ECLI:NL:GHSGR:2012:BV9803
Gerechtshof 's-Gravenhage
- Hoger beroep
- W.P.C.M. Bruinsma
- M.C.R. Derkx
- E.W. Koning
- Rechtspraak.nl
Vrijspraak van verdachte in kinderpornografiezaak na gebrek aan bewijs voor opzet en bezit
In deze zaak heeft het Gerechtshof 's-Gravenhage op 14 maart 2012 uitspraak gedaan in hoger beroep tegen de verdachte, die eerder was vrijgesproken door de rechtbank 's-Gravenhage. De verdachte werd beschuldigd van het in bezit hebben van kinderpornografische bestanden in de periode van 1 januari 2005 tot en met 11 maart 2010. Het hof oordeelde dat de inleidende dagvaarding partieel nietig moest worden verklaard, omdat deze niet voldeed aan de eisen van artikel 261 van het Wetboek van Strafrecht. De verdachte had verklaard dat hij meerdere malen kinderporno had gedownload, maar dit altijd direct weer had verwijderd. Hij begreep niet hoe het materiaal op zijn computer was gekomen.

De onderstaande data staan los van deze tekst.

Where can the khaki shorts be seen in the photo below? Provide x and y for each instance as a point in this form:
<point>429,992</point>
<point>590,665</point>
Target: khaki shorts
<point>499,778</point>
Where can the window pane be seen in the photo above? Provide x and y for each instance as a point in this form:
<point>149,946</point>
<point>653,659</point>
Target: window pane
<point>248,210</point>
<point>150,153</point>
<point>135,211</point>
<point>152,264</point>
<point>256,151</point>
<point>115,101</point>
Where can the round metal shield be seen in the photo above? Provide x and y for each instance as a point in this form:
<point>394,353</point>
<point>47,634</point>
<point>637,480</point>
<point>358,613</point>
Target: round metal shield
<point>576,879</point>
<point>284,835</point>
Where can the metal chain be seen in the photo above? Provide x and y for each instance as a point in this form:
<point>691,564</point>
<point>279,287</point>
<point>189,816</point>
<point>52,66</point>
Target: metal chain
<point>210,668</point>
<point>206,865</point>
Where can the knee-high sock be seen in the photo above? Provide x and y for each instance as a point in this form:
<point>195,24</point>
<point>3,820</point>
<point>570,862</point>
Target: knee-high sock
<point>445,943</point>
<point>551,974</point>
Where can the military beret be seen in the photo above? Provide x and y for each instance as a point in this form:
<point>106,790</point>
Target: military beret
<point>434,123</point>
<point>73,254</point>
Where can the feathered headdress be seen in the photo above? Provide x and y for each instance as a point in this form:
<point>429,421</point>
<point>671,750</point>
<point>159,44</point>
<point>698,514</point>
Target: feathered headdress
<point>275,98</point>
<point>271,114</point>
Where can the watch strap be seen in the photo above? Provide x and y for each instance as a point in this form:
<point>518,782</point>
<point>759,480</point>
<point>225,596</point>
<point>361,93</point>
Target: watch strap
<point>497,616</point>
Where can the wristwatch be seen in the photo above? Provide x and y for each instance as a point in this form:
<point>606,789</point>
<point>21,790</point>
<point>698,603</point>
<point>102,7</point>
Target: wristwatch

Het hof concludeerde dat er onvoldoende bewijs was voor het opzet van de verdachte om kinderpornografisch materiaal in bezit te hebben. De verdachte had de beschikking over de bestanden, maar er was geen bewijs dat hij zich bewust was van het bestaan ervan of dat hij opzettelijk handelingen had verricht om deze bestanden te verkrijgen. Het hof oordeelde dat het enkele feit dat er kinderpornografisch materiaal op de computer en USB-stick was aangetroffen, niet voldoende was om opzet aan te nemen. De verdachte werd daarom vrijgesproken van de tenlastelegging.
Het hof gelastte de onttrekking aan het verkeer van de in beslag genomen voorwerpen, zoals een computer en USB-stick, maar gelastte ook de teruggave van andere in beslag genomen voorwerpen aan de verdachte. De uitspraak benadrukt de noodzaak van bewijs voor opzet in zaken van kinderpornografie en de eisen die aan de dagvaarding worden gesteld.